The superb play-by-play website is a treasure trove for fans and collectors. Retrosheet helps us. Now, we can help Retrosheet.
I wrote to the website to offer my thanks to these baseball-loving volunteers. I received an inspiring reply from team member Mark Pankin.
“We have a list of the games for which we do not have (complete) play-by-play accounts:
If any of your readers has something, not just the box score–we have all of those, that describes plays, that would be helpful. Even accounts for part of a game may help us. Every so often, we get something from a fan who has attended one of these games and kept the scorecard or discovered a parent’s or grandparent’s old scorebook (in the attic. We have searched the newspapers in the major league cities, but once in a while someone finds an account in an older newspaper in a smaller city such as Peoria, IL or Portsmouth, OH. Libraries in the region may have them on microfilm and there are a few obscure online sources.
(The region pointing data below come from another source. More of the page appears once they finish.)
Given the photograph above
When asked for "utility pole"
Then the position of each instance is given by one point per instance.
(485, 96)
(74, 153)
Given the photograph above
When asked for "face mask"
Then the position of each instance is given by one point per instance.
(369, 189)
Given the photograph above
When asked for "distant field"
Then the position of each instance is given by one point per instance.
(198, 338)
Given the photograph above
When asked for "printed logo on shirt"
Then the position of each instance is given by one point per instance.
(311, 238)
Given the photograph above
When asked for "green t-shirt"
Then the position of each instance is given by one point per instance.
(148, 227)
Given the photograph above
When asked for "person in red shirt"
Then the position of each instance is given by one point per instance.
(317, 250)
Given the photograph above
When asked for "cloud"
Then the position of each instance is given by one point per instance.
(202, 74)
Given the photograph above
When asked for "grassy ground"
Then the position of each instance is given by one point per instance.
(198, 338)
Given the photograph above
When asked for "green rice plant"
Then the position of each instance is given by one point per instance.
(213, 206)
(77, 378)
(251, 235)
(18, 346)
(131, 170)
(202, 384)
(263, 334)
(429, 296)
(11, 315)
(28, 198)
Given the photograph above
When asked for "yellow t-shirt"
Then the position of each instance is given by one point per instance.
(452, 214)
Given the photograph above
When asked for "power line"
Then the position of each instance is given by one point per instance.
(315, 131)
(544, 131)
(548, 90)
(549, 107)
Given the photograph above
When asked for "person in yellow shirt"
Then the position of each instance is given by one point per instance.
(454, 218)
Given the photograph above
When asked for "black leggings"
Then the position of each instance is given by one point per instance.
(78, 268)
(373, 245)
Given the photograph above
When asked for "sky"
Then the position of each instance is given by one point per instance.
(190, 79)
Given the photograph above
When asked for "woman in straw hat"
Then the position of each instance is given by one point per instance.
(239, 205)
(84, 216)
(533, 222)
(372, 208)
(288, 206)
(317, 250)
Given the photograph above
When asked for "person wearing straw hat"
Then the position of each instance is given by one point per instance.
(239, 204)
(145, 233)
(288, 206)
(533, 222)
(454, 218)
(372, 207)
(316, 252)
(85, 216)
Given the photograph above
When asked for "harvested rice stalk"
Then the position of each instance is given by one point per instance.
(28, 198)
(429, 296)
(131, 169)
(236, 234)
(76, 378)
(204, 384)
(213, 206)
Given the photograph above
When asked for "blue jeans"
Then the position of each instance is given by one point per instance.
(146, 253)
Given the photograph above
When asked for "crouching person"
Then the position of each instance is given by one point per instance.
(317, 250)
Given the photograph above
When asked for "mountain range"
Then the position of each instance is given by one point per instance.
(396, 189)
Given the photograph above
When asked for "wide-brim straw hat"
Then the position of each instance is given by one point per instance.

A word of warning: looking through microfilms of old newspapers can be both frustrating if nothing turns up and hard on the eyes. On the other hand, reading news from way back and seeing the ads in those days can be a lot of fun. By the mid-1950s with the advent of TV as a news source, most papers had stopped showing play-by-play accounts. Even online searches can be very frustrating. Thanks for your offer to help.”
The stats in a box score aren’t what matter. The batter-by-batter account reinforces that a long-forgotten player made it. For one game, they competed with, and against, major leaguers. They were in “The Show.” That player mattered.
Show you know that when you write to someone. Watch the quantity and quality of your responses increase when you do. Check your scorecard collection. Do you have game accounts you could share, missing links in Retrosheet’s mammoth research chain? Even if you don’t, send them your thanks.
They’re preserving baseball memories. OUR memories!